Вытащив мобильный телефон, я позвонила Денису тоже на сотовый.

- Привет, это я! Слушай, у меня к тебе вопрос. Только не удивляйся...

- Лера, дорогая, я с тобой уже давно ничему не удивляюсь. Что такое?

- Денис, когда мы уходили со свадьбы, ты поцеловал Кларе Тишлер руку. Ты помнишь?

- Помню, ну и что? Ты решила устроить ей сцену ревности?

- Перестань! Прошу тебя, сосредоточься и ответь: Клара была в перчатках или без?

- Ну, конечно, без! Подавать для поцелуя руку в перчатке считается дурным тоном. Ты этого не знала?

- Знала, знала... - ничего я не знала. Мне редко приходилось подавать руку мужчине, тыльной стороной ладони вверх. А жаль... Ушли в прошлое царственные жесты, реверансы, корсеты и обмороки. - Ладно, спасибо, я отключаюсь.

Мой второй звонок был к Михаэлю Борнштейну:

- Михаэль?

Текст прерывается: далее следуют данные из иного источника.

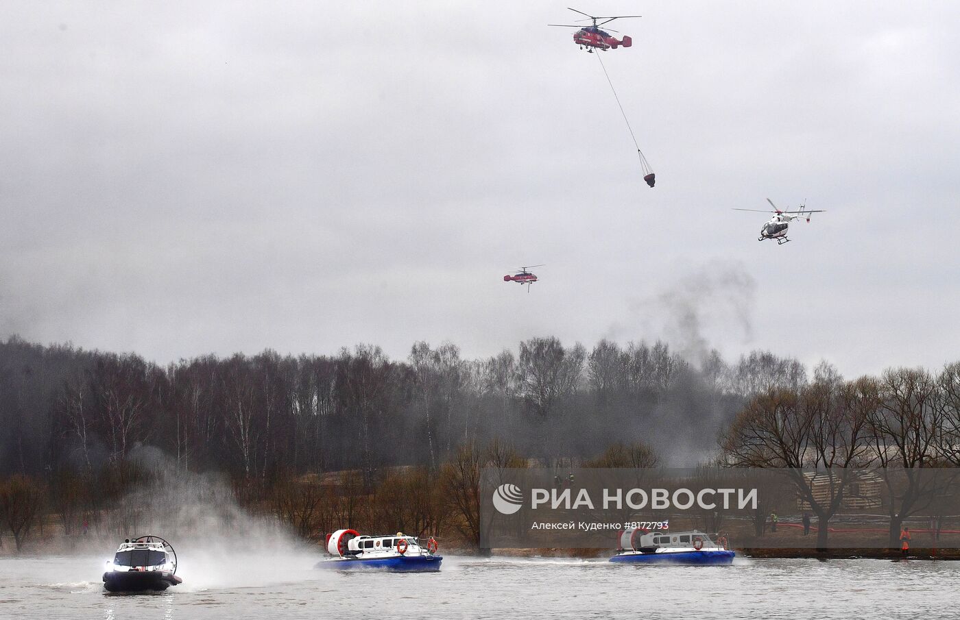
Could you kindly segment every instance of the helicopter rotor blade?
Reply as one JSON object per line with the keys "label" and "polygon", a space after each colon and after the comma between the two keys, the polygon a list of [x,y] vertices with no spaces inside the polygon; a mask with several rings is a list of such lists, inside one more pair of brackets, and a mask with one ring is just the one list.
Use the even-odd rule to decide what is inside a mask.
{"label": "helicopter rotor blade", "polygon": [[[567,7],[567,9],[570,9],[570,8]],[[590,19],[596,19],[596,17],[594,17],[593,15],[591,15],[589,13],[587,13],[587,12],[584,12],[583,11],[577,11],[576,9],[570,9],[570,11],[572,11],[573,12],[579,12],[581,15],[587,15]]]}

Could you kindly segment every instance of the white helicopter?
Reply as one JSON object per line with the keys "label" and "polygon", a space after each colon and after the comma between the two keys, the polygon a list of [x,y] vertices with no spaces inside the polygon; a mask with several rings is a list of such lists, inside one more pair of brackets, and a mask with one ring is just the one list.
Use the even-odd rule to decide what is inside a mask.
{"label": "white helicopter", "polygon": [[797,218],[805,218],[807,222],[810,221],[811,213],[826,213],[823,209],[817,209],[812,211],[807,211],[804,204],[801,204],[800,208],[796,211],[781,211],[774,204],[774,202],[767,199],[770,203],[770,206],[774,207],[773,211],[764,211],[760,209],[733,209],[734,211],[753,211],[754,213],[776,213],[774,217],[770,218],[770,221],[763,225],[760,228],[760,236],[756,238],[757,241],[763,241],[764,239],[776,239],[778,246],[782,246],[786,242],[790,241],[786,238],[786,229],[788,227],[788,222],[793,222]]}

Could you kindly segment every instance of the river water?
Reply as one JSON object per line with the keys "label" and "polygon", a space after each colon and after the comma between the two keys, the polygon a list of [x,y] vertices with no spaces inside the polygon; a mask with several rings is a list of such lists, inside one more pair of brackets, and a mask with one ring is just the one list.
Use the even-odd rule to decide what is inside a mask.
{"label": "river water", "polygon": [[[182,554],[181,555],[185,555]],[[960,561],[623,566],[447,557],[435,574],[316,570],[312,554],[181,560],[181,585],[107,594],[103,558],[0,558],[0,618],[953,618]]]}

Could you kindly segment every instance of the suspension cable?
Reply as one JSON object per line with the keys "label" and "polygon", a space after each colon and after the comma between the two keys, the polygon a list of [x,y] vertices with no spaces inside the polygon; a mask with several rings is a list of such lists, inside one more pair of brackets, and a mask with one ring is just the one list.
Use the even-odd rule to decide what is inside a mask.
{"label": "suspension cable", "polygon": [[600,58],[601,50],[597,50],[595,56],[597,60],[600,60],[600,67],[603,69],[603,74],[607,77],[607,83],[610,84],[610,89],[613,93],[613,99],[616,100],[616,105],[620,108],[620,114],[623,116],[623,122],[627,124],[627,131],[630,131],[630,137],[634,140],[634,146],[636,147],[636,155],[640,158],[640,166],[643,168],[643,173],[649,175],[653,172],[650,168],[650,163],[647,158],[643,156],[643,152],[640,151],[640,145],[636,142],[636,136],[634,135],[634,128],[630,126],[630,120],[627,118],[627,112],[623,111],[623,104],[620,103],[620,97],[616,94],[616,88],[613,87],[613,83],[610,79],[610,74],[607,73],[607,67],[603,63],[603,59]]}

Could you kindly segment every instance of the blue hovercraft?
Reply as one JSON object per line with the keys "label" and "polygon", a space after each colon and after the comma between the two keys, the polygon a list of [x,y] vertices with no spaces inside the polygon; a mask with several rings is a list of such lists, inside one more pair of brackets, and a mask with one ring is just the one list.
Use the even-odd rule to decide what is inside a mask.
{"label": "blue hovercraft", "polygon": [[731,564],[735,555],[726,537],[714,541],[697,530],[626,530],[620,535],[616,555],[610,560],[625,564]]}
{"label": "blue hovercraft", "polygon": [[334,570],[380,569],[395,573],[436,573],[444,560],[437,555],[437,541],[426,546],[417,537],[397,532],[391,536],[361,536],[355,530],[337,530],[326,536],[330,558],[315,568]]}

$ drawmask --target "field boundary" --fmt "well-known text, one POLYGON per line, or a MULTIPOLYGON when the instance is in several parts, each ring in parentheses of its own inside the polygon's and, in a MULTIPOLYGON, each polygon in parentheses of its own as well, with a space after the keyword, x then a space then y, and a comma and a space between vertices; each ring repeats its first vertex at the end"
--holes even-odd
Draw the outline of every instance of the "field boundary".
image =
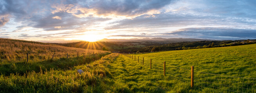
POLYGON ((192 89, 207 90, 220 93, 255 93, 256 92, 256 78, 231 76, 225 75, 227 73, 254 74, 253 73, 242 73, 197 68, 207 71, 195 70, 194 66, 191 69, 182 68, 166 64, 165 61, 159 62, 149 58, 129 54, 123 54, 133 60, 140 63, 142 65, 151 69, 162 73, 164 76, 168 76, 179 81, 191 85, 192 89), (214 73, 214 72, 215 73, 214 73))

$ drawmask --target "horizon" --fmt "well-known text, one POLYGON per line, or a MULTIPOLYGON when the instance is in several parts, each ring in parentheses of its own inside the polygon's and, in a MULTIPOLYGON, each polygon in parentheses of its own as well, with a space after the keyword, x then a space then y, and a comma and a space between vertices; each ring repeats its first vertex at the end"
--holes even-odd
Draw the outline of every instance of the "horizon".
POLYGON ((0 38, 256 39, 253 0, 0 0, 0 38))

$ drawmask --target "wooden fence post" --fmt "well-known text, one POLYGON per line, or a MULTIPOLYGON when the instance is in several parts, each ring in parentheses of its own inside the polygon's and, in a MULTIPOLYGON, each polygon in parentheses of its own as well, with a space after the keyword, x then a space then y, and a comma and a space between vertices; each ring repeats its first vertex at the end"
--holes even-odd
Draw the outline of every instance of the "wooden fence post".
POLYGON ((142 65, 144 65, 144 57, 142 58, 142 65))
POLYGON ((27 63, 29 62, 29 53, 27 53, 27 63))
POLYGON ((165 76, 165 61, 164 62, 164 76, 165 76))
POLYGON ((191 88, 194 86, 194 66, 191 66, 191 88))
POLYGON ((150 69, 151 69, 151 59, 150 59, 150 69))

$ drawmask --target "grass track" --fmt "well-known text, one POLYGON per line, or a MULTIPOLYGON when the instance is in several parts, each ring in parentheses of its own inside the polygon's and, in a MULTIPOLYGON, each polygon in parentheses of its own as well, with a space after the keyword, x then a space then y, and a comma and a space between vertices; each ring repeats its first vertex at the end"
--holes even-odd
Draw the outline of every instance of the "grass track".
POLYGON ((194 89, 197 92, 256 93, 255 54, 256 44, 251 44, 135 54, 133 56, 136 56, 137 60, 139 57, 141 64, 142 57, 146 63, 152 59, 152 67, 160 74, 162 74, 162 64, 166 61, 167 76, 187 83, 190 83, 191 66, 195 66, 194 89))

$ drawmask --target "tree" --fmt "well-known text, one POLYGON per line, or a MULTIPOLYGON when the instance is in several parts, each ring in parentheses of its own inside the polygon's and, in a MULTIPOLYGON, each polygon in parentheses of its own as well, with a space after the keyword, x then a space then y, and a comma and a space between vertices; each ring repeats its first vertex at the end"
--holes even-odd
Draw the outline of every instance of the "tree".
POLYGON ((159 51, 160 50, 160 47, 154 46, 151 50, 151 52, 159 51))
POLYGON ((206 48, 207 47, 207 46, 204 45, 204 46, 203 46, 203 48, 206 48))
POLYGON ((201 46, 198 46, 197 47, 197 48, 201 48, 201 46))
POLYGON ((246 40, 246 43, 249 43, 249 40, 249 40, 249 39, 247 40, 246 40))
POLYGON ((140 51, 138 50, 138 51, 137 51, 137 52, 136 53, 140 53, 140 51))
POLYGON ((106 47, 105 47, 105 46, 103 46, 102 47, 102 50, 103 50, 103 51, 108 51, 108 49, 107 48, 106 48, 106 47))
POLYGON ((182 47, 182 48, 182 48, 182 49, 183 49, 183 50, 184 50, 184 49, 186 49, 186 47, 185 47, 185 46, 183 46, 183 47, 182 47))

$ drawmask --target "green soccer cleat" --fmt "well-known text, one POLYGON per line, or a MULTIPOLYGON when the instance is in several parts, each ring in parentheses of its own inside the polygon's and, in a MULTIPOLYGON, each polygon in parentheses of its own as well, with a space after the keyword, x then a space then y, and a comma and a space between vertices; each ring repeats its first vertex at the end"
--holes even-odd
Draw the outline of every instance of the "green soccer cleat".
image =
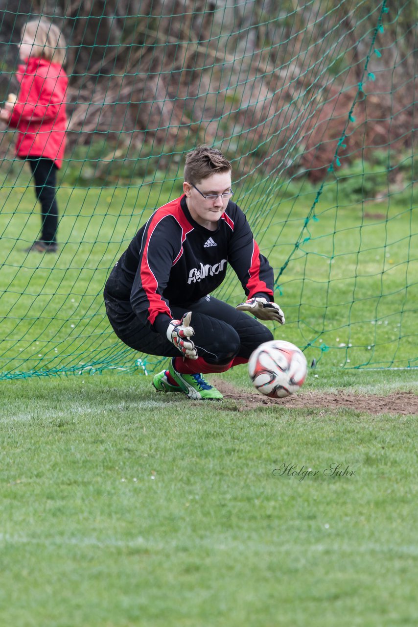
POLYGON ((152 385, 157 392, 183 392, 183 388, 180 386, 173 386, 170 383, 167 375, 169 374, 168 370, 163 370, 161 372, 156 374, 152 379, 152 385))
MULTIPOLYGON (((186 394, 189 398, 194 401, 219 401, 224 398, 219 390, 205 381, 201 374, 183 374, 181 372, 177 372, 177 370, 174 369, 172 359, 169 364, 169 372, 175 382, 179 384, 181 391, 186 394)), ((165 379, 167 379, 166 377, 165 379)), ((167 382, 170 386, 169 391, 177 391, 174 386, 172 386, 168 381, 167 382)), ((154 387, 155 387, 155 385, 154 387)))

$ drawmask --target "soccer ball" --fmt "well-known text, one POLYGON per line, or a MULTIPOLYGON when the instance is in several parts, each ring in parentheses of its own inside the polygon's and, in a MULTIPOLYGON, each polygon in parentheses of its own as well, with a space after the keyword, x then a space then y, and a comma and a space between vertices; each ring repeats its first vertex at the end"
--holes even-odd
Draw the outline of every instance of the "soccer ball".
POLYGON ((283 340, 260 344, 248 361, 253 385, 271 398, 283 398, 297 392, 307 370, 306 359, 300 349, 283 340))

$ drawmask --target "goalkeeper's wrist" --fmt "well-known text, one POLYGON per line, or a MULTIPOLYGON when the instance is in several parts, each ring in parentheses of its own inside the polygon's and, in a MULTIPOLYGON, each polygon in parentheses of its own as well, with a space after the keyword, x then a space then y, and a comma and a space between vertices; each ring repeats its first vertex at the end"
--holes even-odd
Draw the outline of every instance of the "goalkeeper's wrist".
MULTIPOLYGON (((253 294, 253 296, 251 297, 251 298, 264 298, 264 300, 266 302, 268 302, 268 303, 274 303, 274 298, 273 296, 272 296, 271 294, 266 294, 265 293, 263 293, 263 292, 259 292, 257 294, 253 294)), ((248 297, 248 300, 250 300, 250 297, 248 297)))
POLYGON ((153 324, 154 330, 163 337, 167 337, 167 332, 172 318, 167 314, 159 314, 153 324))

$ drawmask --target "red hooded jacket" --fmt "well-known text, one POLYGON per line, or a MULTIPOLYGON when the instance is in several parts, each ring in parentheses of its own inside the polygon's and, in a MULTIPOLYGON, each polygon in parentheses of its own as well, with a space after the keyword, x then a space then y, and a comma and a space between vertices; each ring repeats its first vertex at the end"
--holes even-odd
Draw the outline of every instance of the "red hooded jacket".
POLYGON ((63 164, 68 79, 60 63, 29 57, 16 73, 20 82, 10 126, 18 130, 18 157, 44 157, 63 164))

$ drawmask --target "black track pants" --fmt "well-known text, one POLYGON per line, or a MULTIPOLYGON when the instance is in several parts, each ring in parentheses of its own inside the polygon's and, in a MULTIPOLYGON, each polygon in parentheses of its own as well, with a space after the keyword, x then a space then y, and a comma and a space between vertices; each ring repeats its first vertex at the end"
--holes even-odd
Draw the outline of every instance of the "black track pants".
MULTIPOLYGON (((179 357, 180 351, 159 334, 150 330, 136 317, 128 314, 105 292, 108 317, 116 335, 128 346, 149 355, 179 357)), ((192 312, 192 338, 199 357, 211 364, 222 364, 234 357, 248 359, 263 342, 273 339, 271 332, 253 316, 222 300, 206 296, 188 307, 173 307, 175 319, 192 312)))
POLYGON ((56 242, 58 208, 55 199, 57 167, 50 159, 28 157, 35 181, 35 194, 41 203, 41 240, 46 244, 56 242))

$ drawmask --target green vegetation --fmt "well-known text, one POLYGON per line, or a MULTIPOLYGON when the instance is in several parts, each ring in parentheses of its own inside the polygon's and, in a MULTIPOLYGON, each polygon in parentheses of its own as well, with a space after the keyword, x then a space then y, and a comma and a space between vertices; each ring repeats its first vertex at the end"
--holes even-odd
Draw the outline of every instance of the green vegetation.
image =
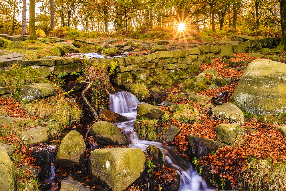
POLYGON ((196 82, 194 79, 190 79, 186 80, 183 83, 181 89, 184 90, 199 92, 206 89, 210 83, 209 80, 206 77, 204 78, 202 81, 198 82, 196 82))
POLYGON ((134 83, 130 85, 129 88, 132 93, 139 100, 146 100, 150 95, 149 90, 145 84, 134 83))
POLYGON ((158 126, 158 120, 136 120, 134 123, 135 130, 140 139, 158 141, 159 137, 155 131, 158 126))
POLYGON ((270 160, 252 158, 241 174, 242 180, 247 183, 250 191, 281 190, 285 188, 286 163, 274 164, 270 160))
MULTIPOLYGON (((23 107, 30 115, 41 118, 48 117, 50 121, 55 121, 59 123, 59 128, 61 128, 78 123, 82 113, 74 101, 63 95, 37 100, 23 107)), ((56 134, 54 132, 54 130, 50 128, 49 134, 52 136, 56 134)))

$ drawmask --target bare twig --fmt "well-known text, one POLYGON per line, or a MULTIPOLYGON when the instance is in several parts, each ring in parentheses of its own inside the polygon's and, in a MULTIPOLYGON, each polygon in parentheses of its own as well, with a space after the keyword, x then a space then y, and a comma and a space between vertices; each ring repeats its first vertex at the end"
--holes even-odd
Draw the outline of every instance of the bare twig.
POLYGON ((86 41, 84 41, 82 40, 78 40, 77 39, 62 39, 62 40, 55 40, 53 41, 51 41, 51 42, 46 42, 45 44, 49 44, 50 43, 53 43, 57 42, 61 42, 61 41, 65 41, 66 40, 74 40, 76 41, 78 41, 80 42, 81 42, 83 43, 85 43, 86 44, 91 44, 93 45, 94 45, 95 46, 97 46, 98 45, 96 44, 93 42, 87 42, 86 41))

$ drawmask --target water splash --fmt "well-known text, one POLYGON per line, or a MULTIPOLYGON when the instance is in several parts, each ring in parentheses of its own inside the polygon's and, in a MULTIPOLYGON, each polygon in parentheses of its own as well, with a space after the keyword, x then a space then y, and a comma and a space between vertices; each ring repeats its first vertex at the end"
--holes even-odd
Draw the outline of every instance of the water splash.
POLYGON ((127 118, 128 122, 117 123, 118 128, 124 128, 124 134, 132 147, 140 148, 144 150, 152 144, 162 150, 165 156, 165 160, 177 170, 180 176, 181 185, 179 190, 182 191, 213 190, 208 187, 206 183, 198 174, 190 162, 180 155, 174 147, 166 146, 160 143, 141 140, 134 130, 133 126, 136 119, 136 109, 139 101, 133 94, 121 91, 111 93, 110 96, 110 109, 120 113, 127 118))

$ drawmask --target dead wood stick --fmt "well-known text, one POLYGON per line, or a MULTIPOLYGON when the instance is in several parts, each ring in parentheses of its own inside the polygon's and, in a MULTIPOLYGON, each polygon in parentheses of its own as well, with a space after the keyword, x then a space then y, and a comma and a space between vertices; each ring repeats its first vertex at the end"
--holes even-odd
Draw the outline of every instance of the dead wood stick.
POLYGON ((46 42, 45 43, 45 44, 49 44, 49 43, 52 43, 54 42, 60 42, 61 41, 65 41, 66 40, 74 40, 76 41, 78 41, 82 43, 83 43, 91 44, 93 45, 94 45, 95 46, 97 46, 98 45, 93 42, 87 42, 86 41, 84 41, 82 40, 78 40, 77 39, 63 39, 62 40, 56 40, 53 41, 46 42))
POLYGON ((99 118, 98 117, 98 115, 97 114, 97 113, 96 113, 96 111, 94 108, 91 105, 90 103, 88 101, 88 100, 87 99, 86 97, 86 96, 84 96, 84 94, 87 91, 88 89, 89 89, 90 87, 91 87, 92 85, 93 84, 93 80, 90 83, 88 84, 86 87, 85 88, 84 91, 81 93, 81 94, 82 94, 82 99, 84 100, 84 102, 86 103, 86 105, 88 107, 88 108, 89 108, 90 110, 92 112, 93 114, 93 115, 94 116, 94 117, 95 118, 96 120, 97 121, 101 121, 99 118))

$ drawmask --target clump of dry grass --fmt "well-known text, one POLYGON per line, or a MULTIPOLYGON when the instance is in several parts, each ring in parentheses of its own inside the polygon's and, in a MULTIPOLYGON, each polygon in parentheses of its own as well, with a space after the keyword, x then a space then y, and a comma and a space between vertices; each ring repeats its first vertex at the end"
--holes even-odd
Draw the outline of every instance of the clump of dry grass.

Добрый вечер! Это Валерия.

- Слушаю вас.

- Михаэль, если можно, ответьте мне на один вопрос: какова причина дорожно-транспортного происшествия Додельзона.

- Повреждение тормозного шланга. Он был порван, и в колодках практически не осталось тормозной жидкости. А почему вы спрашиваете?

- Я была у Додельзона в больнице. Он считает себя отличным водителем и недоумевает, как его могло занести на повороте... Спасибо, всего хорошего.

Так, теперь звонок Суперфину. Гостиничного телефона я не знала, поэтому позвонила Элеоноре домой.

- Элеонора, добрый вечер! Это Валерия. Вы не скажете гостиничный номер Эдварда?

- Валерия, ты его там не найдешь. Он звонил недавно и сказал, что пошел к Тишлерам. Он договорился встретиться с Кларой.

- Что? - заорала я и, спохватившись, выключила телефон, оставив Элеонору недоумевающей по поводу моей реакции.

Суперфина надо было спасать! Он пошел к убийце!

Мой последний звонок был Сергею:

- Сережа, ты где?

- В машине.

- Где вилла Тишлеров, знаешь? Гони туда! Я скоро тоже там буду!

- Чего спешим?

- Эдвард у Клары Тишлер! А она убийца! Его надо спасать!

- Понял, еду, - коротко ответил Сергей и отключился.

Как меня в тот вечер не оштрафовали, уму непостижимо! Я неслась, как наскипидаренная, и только молила про себя: "Только бы успеть! Иначе Элеонора мне этого не простит!" Убийством Мики Клара показала, что она загнана в угол, и огрызается, как крыса, убивая каждого, кто хоть что-то подозревает.

Ведь наивный Мика, найдя перчатку, сопоставил все обстоятельства и вычислил убийцу так же, как и я сейчас. И пошел требовать деньги на святое дело. Рассказал Кларе про перчатку, про масляные пятна на ней. А улику спрятал в надежном месте. Не закапывать же вещественное доказательство под палатку в парке. Но его так распирало от сознания собственной правоты, что он не сдержался и стал писать стихи. Плохие, надо сказать, но свое дело они сделали, навели меня на тайник. А бедный Перчиков... Он думал, что получит деньги на разработку своей идеи, а получил удавку.

В тот момент, как я подлетела к дому Тишлеров, оттуда раздался выстрел. Сломя голову я бросилась к входной двери. Она, на удивление, оказалась незапертой.

- Стойте! - закричала я. - Остановитесь!

Моему взгляду предстала такая картина: на полу лежал Суперфин, держась за окровавленное плечо, а посредине большой залы стояла Клара с пистолетом в руках.

Она отвела взгляд от Эдварда и с удивлением посмотрела на меня.

- Тебя только тут не хватало, - с досадой в голосе, как мне показалось, сказала она и направила пистолет на меня.